Wednesday, 20 April 2011

I-spy fly? Or I-see bee?


A little break from moths this morning to bring you the results of my aerial photography experiment with fly or bee-like insects which patrol our lawn. Needless to say, many blurred examples have been binned, but the one above is quite striking.

What are they? Does any kind reader know? I hope they may be bee-related because of all the fuss about bee health. But they don't look quite right.

Whatever they are, their future in Leeds looks healthy. See picture of a happy moment for two of them yesterday, below.

9 comments:

Phil said...

Hi Martin, Could be a drone fly,a bee-mimic whose larva is the delightful, aquatic rat-tailed maggot that has a breathing tube like a submarine snorkel. Envious of your picture - I've been trying to photograph one of these in flight for ages...

Martin said...

Oh Phil thanks so much - you are speedy! Hope you are keeping well too. I'm a very dodgy photographer so I'm sure you'll have no trouble. I out my Cannon Ixus on macro mode, the one with the little tulip symbol, then waited with finger on the click-button and I found that these flies, which have a hover mode and were already interested in me (as lunch?) came very close. Mind you, as I said in the post, there were a LOT of blurred ones.

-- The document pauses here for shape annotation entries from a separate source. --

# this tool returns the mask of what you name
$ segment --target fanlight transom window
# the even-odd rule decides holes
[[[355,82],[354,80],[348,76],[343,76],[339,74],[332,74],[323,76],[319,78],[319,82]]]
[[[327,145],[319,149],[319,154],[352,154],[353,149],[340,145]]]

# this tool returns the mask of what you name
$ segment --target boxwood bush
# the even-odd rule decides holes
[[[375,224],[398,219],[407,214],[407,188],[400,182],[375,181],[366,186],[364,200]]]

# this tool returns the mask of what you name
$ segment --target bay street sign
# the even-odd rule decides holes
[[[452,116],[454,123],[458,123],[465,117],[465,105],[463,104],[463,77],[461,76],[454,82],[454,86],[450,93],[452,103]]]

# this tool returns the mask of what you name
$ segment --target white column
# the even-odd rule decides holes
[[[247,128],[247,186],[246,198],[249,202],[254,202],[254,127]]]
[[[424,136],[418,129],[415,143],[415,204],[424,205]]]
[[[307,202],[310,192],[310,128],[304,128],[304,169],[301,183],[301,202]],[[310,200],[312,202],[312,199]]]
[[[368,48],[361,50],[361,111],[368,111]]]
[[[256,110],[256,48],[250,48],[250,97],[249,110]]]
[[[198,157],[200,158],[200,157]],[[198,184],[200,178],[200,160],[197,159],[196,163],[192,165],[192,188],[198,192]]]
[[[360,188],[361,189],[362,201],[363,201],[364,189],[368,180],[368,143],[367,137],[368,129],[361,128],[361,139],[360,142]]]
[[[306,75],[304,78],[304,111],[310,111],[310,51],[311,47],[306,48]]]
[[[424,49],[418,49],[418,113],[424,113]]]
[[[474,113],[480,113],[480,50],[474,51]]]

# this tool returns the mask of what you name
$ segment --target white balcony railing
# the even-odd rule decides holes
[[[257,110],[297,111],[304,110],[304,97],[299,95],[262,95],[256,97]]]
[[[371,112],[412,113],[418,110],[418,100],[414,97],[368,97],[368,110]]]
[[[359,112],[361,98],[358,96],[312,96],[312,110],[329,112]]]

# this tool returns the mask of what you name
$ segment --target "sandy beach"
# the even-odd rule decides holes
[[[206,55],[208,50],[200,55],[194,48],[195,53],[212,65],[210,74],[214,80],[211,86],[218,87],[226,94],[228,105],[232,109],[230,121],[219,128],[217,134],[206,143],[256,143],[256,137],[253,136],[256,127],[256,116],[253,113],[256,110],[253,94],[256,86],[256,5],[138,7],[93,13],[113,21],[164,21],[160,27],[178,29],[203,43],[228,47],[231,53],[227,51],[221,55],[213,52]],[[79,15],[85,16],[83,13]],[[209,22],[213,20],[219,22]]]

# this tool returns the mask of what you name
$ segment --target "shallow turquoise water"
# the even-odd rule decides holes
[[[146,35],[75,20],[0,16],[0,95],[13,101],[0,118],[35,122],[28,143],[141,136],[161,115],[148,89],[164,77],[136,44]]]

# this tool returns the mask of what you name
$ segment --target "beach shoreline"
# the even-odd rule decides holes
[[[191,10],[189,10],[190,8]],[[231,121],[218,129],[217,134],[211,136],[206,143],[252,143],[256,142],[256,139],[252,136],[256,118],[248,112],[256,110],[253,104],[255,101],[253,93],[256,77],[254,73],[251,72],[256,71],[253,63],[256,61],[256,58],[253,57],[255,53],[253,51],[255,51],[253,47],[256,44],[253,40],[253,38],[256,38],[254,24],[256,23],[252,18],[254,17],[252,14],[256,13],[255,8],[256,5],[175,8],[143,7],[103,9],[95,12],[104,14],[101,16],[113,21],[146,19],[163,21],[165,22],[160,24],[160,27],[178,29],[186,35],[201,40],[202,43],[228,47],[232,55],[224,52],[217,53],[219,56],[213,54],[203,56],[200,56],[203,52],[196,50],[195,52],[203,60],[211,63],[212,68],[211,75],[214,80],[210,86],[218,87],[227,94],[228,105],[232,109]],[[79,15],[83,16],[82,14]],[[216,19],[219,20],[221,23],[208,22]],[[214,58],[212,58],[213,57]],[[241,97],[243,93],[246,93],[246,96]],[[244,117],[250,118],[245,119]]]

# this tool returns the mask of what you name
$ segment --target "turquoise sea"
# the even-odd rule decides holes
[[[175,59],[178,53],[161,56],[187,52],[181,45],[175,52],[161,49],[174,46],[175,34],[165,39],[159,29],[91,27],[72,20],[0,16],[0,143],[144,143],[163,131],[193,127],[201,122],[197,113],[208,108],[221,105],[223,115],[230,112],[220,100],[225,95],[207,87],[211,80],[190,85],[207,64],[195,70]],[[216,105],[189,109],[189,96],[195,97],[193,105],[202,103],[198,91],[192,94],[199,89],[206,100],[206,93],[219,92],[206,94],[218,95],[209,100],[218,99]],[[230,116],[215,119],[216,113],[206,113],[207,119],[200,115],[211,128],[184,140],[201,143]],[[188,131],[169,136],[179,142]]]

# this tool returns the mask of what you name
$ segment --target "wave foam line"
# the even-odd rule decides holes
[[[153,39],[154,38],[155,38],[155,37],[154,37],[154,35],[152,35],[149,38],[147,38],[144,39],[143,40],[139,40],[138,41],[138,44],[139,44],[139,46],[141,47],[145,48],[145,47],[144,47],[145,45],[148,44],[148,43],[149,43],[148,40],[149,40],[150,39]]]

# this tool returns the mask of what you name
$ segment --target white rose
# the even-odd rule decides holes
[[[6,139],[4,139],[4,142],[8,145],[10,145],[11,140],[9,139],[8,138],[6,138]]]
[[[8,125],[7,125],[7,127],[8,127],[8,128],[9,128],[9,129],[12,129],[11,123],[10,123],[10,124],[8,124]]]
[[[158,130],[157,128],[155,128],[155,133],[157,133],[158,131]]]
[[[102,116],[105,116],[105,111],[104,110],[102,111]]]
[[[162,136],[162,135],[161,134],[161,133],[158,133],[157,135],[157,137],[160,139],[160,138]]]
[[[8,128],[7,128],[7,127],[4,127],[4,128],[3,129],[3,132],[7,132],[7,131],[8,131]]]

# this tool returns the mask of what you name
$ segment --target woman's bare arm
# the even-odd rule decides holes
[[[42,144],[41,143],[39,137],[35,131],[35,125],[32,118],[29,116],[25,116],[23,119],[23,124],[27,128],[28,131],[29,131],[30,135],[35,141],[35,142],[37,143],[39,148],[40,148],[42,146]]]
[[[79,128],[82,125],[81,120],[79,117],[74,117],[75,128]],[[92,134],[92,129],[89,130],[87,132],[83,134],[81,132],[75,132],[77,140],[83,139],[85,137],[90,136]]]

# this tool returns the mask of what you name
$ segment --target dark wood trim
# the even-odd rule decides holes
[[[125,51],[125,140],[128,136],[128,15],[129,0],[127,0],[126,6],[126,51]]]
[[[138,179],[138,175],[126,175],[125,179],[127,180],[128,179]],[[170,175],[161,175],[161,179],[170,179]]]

I am very frustrated by Orange Tips and a blue - Holly I think - which are in the garden but never seem to rest. All v best M

worm said...

I think phil's right! Ferdinandea cuprea is another common bee-like hoverfly

Martin said...

Thanks Worm!

I am now Googling rat-tailed submarine maggots and Ferdinandea cuprea (who was Ferdinand I wonder?)

all v best

M

Iain Chambers said...

Brilliant picture!
Right...back to the moth editing...

Martin said...

I am rather proud of it Iain, I must admit. There are a whole lot more outside at the moment, posing in the sunshine, but I've got to work. Good luck with the editing - the programme is all down to Iain folks - and look out tomorrow for Harrison B - and more on your good self. All v best, Kate Middleton's almost-relative ie me.

JRandSue said...

Hi Martin.
I think the first image, is a Eristalis Tenax.
Drone Fly.
John.

Phil said...

Hi Martin, Got your message about the frog shortage. I think it must be a local problem as I haven't heard any reports of a widespread frog catastrophe - although someone I know in Derby lost all the frogs in their pond, possibly as a result of chytrid infection. It would be a bit late for them to turn up now - frogs tend to return to ponds well before toads. I had pretty good winter survival of frogs in my garden here in Durham and they produced plenty of spawn.

Martin said...

Thanks again everyone - got the Drone Fly named, much appreciated. Not the best of names, like Northern Drab among the moths, but there we go.

Thanks for the frogs info, Phil. We'll sit tight and hope some come back to us in due course.